Prosecutors filed charges against 33 parents Tuesday, including "Fuller House" actress Lori Loughlin and "Desperate Housewives" veteran Felicity Huffman.

USC released a statement on Tuesday, saying the university "has not been accused of any wrongdoing and will continue to cooperate fully with the government's investigation". Some parents spent hundreds of thousands of dollars, as much as $6.5 million, to guarantee their children's admission, officials said.

Loughlin's lawyer Perry Viscounty declined comment outside the courtroom, where a day earlier her husband, fashion designer Mossimo Giannulli, was freed on similar terms.

Center is due in federal court in Boston on March 25.

"These parents are a catalogue of wealth and privilege", said Andrew Lelling, the USA attorney in Boston, Massachusetts where the case was announced.

"We will make informed, appropriate decisions once those reviews have been completed", the university said.

Bill McGlashan, the managing partner of TPG Growth and CEO of the social impact The Rise Fund - co-founded with U2's Bono and Jeff Skoll - was also among the many individuals charged in the college admissions scam.

Some attempted to ply the sport and then quit; some claimed injuries and never joined the teams, others, Lelling said, "simply never showed up" to play.
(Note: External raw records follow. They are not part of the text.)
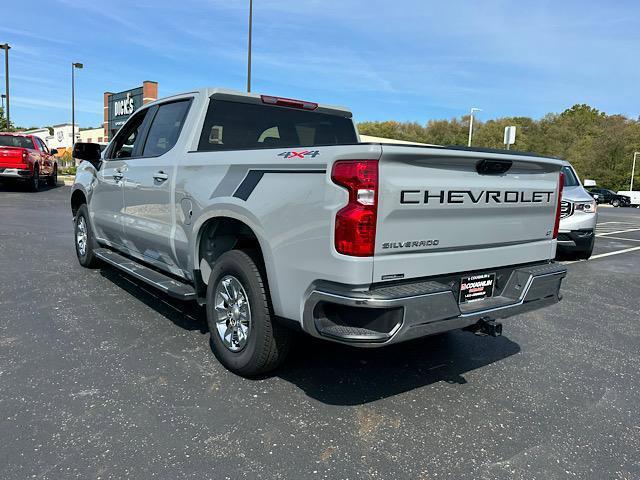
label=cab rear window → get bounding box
[198,100,357,151]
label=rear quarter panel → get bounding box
[175,145,380,320]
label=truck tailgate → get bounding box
[373,145,561,282]
[0,147,27,168]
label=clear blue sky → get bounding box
[0,0,640,126]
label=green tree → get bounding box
[358,104,640,190]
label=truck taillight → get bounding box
[553,172,564,238]
[331,160,378,257]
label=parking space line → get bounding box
[589,247,640,260]
[596,228,640,237]
[596,237,640,242]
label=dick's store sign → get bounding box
[108,87,143,138]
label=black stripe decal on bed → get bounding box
[233,170,327,201]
Though Vandemoer stands accused of taking bribes in exchange for recommendations of two prospective students ($110,000 for one kid and $500,000 for his replacement), the school claims that neither stayed long at Stanford.

"He does have really strong legs", McGlashan told Singer, according to charging records. She added that the university had identified at least $1.3 million in donations from those alleged to have been involved in the scheme, and those funds will be redirected to scholarships for underprivileged students.